Caroline Miller Design

Originally from Victoria, BC Caroline apprenticed under a jeweller in Montevideo, Uruguay and then went on to earn a Diploma in Jewellery and Small Object Design at the Kootenay School of Art and Design. She has participated in numerous group exhibitions and has won several awards for her jewellery.

Caroline works primarily with silver, gold and copper. With which she often incorporates precious and semi-precious stones. However, her taste in materials extends to plastics and found objects.

Her inspiration comes from her travels, sad sleeping dogs, small plastic toys, balance, evening light and asking, why not? Caroline is currently undertaking studies in the sculpture department at Emily Carr and she works from her studio in Squamsh, BC.

Artist Statement:
Although essentially a jeweller, I consider myself a metalsmith. The techniques of metalsmithing that have evolved for generations form the basis of my work. What I aim to do with them is to create pieces that hold a meaning as peculiar as the individual that may wear, look or touch them.

My work revolves around two distinct techniques- forging and construction. Along with my love of construction, I am progressing my interest in making modern forms and sculpture by traditional methods such as; raising, repousse and blacksmithing.

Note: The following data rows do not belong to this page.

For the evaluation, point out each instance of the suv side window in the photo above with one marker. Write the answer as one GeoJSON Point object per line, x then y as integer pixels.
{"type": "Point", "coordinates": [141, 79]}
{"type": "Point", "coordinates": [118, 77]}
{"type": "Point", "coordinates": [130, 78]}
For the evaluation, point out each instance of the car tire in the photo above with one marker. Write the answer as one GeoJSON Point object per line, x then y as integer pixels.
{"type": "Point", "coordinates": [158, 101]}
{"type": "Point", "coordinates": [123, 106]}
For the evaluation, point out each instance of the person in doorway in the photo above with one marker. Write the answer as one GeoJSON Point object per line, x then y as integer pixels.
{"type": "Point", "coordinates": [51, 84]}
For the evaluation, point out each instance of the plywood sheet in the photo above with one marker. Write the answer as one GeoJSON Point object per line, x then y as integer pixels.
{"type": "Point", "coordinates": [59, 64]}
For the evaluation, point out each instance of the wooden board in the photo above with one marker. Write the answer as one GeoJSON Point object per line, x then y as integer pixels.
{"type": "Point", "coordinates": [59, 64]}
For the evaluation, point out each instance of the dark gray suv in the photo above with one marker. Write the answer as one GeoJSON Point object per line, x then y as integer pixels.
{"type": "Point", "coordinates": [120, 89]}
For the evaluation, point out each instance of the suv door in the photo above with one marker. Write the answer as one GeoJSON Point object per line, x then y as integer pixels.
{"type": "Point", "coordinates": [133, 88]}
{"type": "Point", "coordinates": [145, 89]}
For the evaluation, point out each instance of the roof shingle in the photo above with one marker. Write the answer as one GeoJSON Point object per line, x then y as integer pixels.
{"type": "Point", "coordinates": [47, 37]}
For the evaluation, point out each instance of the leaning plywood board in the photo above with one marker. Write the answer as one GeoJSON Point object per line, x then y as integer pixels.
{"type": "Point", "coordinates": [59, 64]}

These pieces range from small intricate constructed jewellery to larger copper hollowware vessels. I am interested in exploring all creative avenues between these points in metal.

The materials I use are primarily malleable metals: silver, gold, copper and steel. However, I like to meet the precious with the non-precious and I also use plastics such as formica and plexiglass. Additionally, I often incorporate semi-precious stones and materials I have found. Cast components are a frequent feature of my work.

Many of my pieces have a narrative, where others are simply aesthetic and perhaps more simply classical in style. I would say, in one sense my work is a microscopic study of the world we live in. In another, it is simply part of the world we live in.